One of the first things I discovered was that not only did scholars fail to agree about Giorgione attributions, but also they could not agree on the subject matter of most of his paintings. It was just as Hope had claimed in his lecture. Each interpretation had been challenged by subsequent interpretations. The field was open to new interpretations that would not need to be based on the erroneous guesses of the past but on a fresh look at the paintings through eyes that had not been trained in the prevailing orthodoxy.
Since my interpretation of the Tempest as the “Rest on the Flight into Egypt,” I have been able to also identify the subjects of a number of other mysterious Renaissance paintings. These include Giorgione’s so-called “Three Ages of Man” (Pitti Palace) as “The Encounter of Jesus with the Rich Young Man”; Titian’s “Sacred and Profane Love” (Borghese Gallery) as “The Conversion of Mary Magdalen”; and Titian’s “Pastoral Concert” as his “Homage to the Recently Deceased Giorgione.” These papers can be found at academia.edu.
Coincidentally, in 2005 I discovered that I had glaucoma.
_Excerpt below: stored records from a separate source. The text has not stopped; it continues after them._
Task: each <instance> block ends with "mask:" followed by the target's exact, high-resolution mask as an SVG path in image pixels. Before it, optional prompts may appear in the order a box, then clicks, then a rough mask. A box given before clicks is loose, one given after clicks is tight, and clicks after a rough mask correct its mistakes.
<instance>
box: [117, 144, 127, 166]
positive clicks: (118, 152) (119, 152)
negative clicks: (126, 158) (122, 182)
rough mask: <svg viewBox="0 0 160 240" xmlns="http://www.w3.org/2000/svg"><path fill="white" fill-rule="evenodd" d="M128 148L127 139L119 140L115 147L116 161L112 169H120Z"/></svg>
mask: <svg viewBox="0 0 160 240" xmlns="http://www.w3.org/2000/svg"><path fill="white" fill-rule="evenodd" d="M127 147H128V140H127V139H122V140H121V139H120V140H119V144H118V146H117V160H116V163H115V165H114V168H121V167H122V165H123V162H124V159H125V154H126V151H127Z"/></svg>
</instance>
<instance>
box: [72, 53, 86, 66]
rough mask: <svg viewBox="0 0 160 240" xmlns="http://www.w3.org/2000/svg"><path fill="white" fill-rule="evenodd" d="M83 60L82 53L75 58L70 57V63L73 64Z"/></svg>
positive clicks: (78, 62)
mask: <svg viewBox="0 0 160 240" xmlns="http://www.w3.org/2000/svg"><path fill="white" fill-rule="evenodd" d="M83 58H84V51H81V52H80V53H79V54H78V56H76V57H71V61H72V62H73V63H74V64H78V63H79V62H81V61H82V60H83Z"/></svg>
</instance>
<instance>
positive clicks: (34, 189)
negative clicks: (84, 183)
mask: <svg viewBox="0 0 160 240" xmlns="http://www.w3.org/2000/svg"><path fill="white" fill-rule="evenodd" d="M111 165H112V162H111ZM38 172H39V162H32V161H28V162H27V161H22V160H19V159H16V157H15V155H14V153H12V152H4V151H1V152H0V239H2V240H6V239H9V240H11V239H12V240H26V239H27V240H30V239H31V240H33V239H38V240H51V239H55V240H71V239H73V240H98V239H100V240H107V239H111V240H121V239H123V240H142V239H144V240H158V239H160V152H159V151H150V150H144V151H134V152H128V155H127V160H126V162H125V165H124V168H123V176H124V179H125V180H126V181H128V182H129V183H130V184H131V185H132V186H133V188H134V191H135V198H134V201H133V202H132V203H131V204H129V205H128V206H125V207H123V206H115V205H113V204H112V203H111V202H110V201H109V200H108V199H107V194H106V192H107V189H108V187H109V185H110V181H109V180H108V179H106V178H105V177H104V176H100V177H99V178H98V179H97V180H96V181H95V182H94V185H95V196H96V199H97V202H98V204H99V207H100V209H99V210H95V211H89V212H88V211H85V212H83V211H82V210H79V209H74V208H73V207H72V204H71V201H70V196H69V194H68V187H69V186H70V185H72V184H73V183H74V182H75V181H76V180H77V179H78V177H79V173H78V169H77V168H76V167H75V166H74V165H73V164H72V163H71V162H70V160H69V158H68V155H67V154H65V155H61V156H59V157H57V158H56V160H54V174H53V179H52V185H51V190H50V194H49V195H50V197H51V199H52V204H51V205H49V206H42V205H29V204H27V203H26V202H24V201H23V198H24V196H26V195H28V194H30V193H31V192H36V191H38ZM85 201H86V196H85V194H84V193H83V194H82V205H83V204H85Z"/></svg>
The young surgeon who examined me said that without surgery to relieve the pressure, I would be blind in three years. Fortunately, he is a genius and the surgery was successful. My vision is not the best but I can still see.
I put this post up today in memory of Hasan Niyazi, the creator of the popular art history blog, Three Pipe Problem. Unfortunately, Hasan passed away in October of 2013 but I will never forget our friendship and the debt I owe to him for guiding me through the intricacies of the blogosphere. ###
Hasan Niyazi |
*Charles Hope: Giorgione or Titian? History of a Controversy, The council of the Frick Collection Lecture Series, NY, 2003.